0

Assume that I have a string which contains,

Some content blah blah blah
Some more random content
ParentID: Here goes the important content

I am trying to write a regex in ruby, to parse the value of "ParentID:" out of this string, this is what I have now,

def parseForParent(textForParsing)

  string1 = textForParsing.match(/ParentID:([^\/.]*)\n$/)

end

This problem seems to be resolved now, check for answers below, I am trying to modify the regex so that I can limit the text that is actually related to 'ParentID'. One way of doing it is to strip all further text beyond a delimiter, or I could incorporate it in my regex.

Rohan Dalvi
  • 1,215
  • 1
  • 16
  • 38

3 Answers3

1

You must be doing something odd because it works, though I've made some changes here to make it more Ruby styled:

def parse_for_parent(text)
  match = text.match(/ParentID:([^\/.]*?)\n$/)

  match and match[1]
end

text = <<END
Some content blah blah blah
Some more random content
ParentID: Here goes the important content
END

parse_for_parent(text)
# => " Here goes the important content"

As a note, method names in Ruby are defined with underscores. Class names are mixed case. Constants are all-caps.

tadman
  • 208,517
  • 23
  • 234
  • 262
  • I am stil getting the same undefined method `match' for nil:NilClass, is it because the function is returning nil? It is still not extracting the substring. – Rohan Dalvi Sep 25 '13 at 17:55
  • 2
    @RohanDalvi: Insert `puts textForParsing.inspect` before the match line. You will see that the value you are passing to the method is `nil`. Are you by any chance reading the string from a file? The read might be incomplete. (Hint: http://stackoverflow.com/questions/5545068/what-are-all-the-common-ways-to-read-a-file-in-ruby) – kristinalim Sep 25 '13 at 18:05
  • @kristinalim You are right, that was the problem. Now, the issue is with the regex, so for example, I am getting this output: ParentID: Transactional NAS

    Acceptance Criteria:

    I can verify that after changing Ideally, the output should have ended by the end of NAS since there is a
    tag ahead but it prints everything, so maybe I should use a regex that stops at all "
    "tags
    – Rohan Dalvi Sep 25 '13 at 18:18
  • Posted an answer. Kindly update your question to reflect the new details. – kristinalim Sep 25 '13 at 18:41
  • Your regular expression needs to be adjusted to avoid those problems. You didn't have any HTML in your example. – tadman Sep 25 '13 at 18:41
  • It's the `\n` at the end of the regex. That forces it to pick up everything up to the last `\n` (because it's greedy) – pguardiario Sep 26 '13 at 02:26
  • @pguardiario That's probably it. The original expression worked in my test here, but I've adjusted it. – tadman Sep 26 '13 at 14:40
1

How is this using str[regexp, capture]?

text = <<END
Some content blah blah blah
Some more random content
ParentID: Here goes the important content
END

text[/ParentID:(?<match>.*)/,"match"]
# => " Here goes the important content"
Arup Rakshit
  • 116,827
  • 30
  • 260
  • 317
0

If all you are dealing with are BR HTML tags, you can simplify parsing by replacing the BR tags in your input into plain text newlines before feeding it into your parseForParent method:

converted_text = text.gsub(/<br\s*\/?>/i, "\n")

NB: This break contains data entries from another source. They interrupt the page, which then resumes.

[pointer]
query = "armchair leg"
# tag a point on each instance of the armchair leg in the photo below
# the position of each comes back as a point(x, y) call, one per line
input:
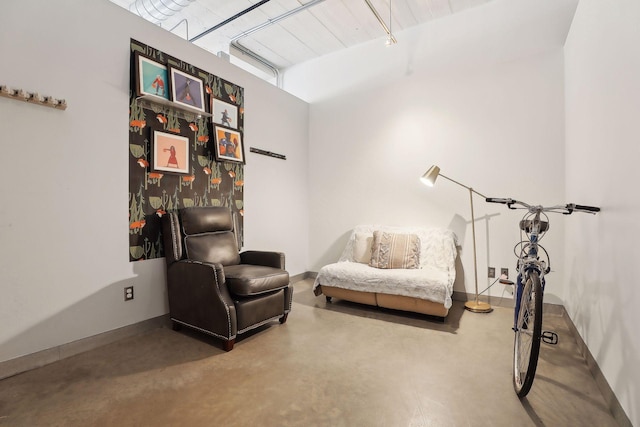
point(228, 345)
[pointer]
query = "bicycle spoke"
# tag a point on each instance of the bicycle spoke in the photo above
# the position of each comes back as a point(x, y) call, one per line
point(527, 334)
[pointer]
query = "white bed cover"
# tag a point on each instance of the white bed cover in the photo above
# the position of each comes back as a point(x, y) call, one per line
point(433, 281)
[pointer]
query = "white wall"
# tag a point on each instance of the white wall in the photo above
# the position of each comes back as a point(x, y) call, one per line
point(479, 94)
point(63, 217)
point(602, 58)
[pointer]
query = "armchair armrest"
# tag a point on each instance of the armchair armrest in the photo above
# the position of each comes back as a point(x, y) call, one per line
point(265, 258)
point(198, 296)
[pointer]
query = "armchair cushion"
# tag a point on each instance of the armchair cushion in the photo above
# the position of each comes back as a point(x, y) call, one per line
point(248, 280)
point(215, 247)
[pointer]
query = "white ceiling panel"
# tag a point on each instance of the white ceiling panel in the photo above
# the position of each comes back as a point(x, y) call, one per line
point(289, 33)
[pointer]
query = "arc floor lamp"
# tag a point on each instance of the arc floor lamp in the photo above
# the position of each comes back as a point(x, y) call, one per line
point(429, 178)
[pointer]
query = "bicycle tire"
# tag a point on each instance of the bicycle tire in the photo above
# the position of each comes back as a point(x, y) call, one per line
point(528, 330)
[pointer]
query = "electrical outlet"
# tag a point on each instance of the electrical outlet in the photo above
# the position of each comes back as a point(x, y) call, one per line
point(128, 293)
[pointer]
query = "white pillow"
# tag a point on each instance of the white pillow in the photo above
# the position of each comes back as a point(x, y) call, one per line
point(362, 247)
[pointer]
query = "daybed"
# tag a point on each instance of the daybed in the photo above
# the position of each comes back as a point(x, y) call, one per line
point(402, 268)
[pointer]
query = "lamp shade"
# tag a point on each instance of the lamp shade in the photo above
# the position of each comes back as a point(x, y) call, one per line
point(429, 177)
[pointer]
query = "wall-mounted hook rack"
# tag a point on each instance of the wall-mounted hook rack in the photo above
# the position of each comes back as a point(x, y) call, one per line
point(32, 97)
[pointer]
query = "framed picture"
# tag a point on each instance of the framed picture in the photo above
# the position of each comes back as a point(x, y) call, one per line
point(229, 146)
point(186, 89)
point(170, 152)
point(224, 114)
point(151, 77)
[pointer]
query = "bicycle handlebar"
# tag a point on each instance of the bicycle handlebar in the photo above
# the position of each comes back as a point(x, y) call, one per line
point(568, 208)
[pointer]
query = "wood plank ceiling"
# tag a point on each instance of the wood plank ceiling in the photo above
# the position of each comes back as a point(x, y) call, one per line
point(284, 32)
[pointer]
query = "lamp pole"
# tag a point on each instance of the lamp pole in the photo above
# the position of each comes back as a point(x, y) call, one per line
point(429, 178)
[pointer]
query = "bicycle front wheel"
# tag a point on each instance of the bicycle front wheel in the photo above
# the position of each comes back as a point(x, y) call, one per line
point(528, 329)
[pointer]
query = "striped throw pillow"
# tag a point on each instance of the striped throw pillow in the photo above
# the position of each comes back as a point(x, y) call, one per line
point(392, 250)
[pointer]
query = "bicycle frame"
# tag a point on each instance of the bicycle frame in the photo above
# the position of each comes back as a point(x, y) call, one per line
point(527, 320)
point(527, 263)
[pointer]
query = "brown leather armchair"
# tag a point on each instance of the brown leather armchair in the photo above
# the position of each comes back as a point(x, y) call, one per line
point(211, 286)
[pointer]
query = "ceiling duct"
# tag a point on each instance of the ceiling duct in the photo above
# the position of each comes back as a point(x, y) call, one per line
point(157, 11)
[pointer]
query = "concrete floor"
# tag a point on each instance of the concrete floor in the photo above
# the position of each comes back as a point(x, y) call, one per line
point(338, 364)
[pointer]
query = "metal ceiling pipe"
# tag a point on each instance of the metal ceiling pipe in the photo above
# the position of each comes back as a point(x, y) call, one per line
point(275, 20)
point(262, 62)
point(157, 11)
point(226, 21)
point(381, 21)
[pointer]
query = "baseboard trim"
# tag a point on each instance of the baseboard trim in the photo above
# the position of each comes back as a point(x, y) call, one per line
point(21, 364)
point(609, 396)
point(31, 361)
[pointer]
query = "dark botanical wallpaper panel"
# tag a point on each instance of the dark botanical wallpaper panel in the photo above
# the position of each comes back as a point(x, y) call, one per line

That should be flexible enough to handle <BR>, <br/>, and <br />.

Update:

As @tadman emphasized, it is generally safer to use a full-blown HTML parser (e.g. Nokogiri) to handle parsing. This thread might also be of interest to you.

Community
  • 1
  • 1
kristinalim
  • 3,459
  • 18
  • 27
  • 2
    This would be better done with a proper HTML parser like Nokogiri. Regular expressions can only pretend to understand HTML tags. – tadman Sep 25 '13 at 18:42
  • @kristinalim I can't use "\n" instead of "
    " because I am feeding this in the form of a csv to a system and that system doesn't format "\n" only "
    "
    – Rohan Dalvi Sep 26 '13 at 00:24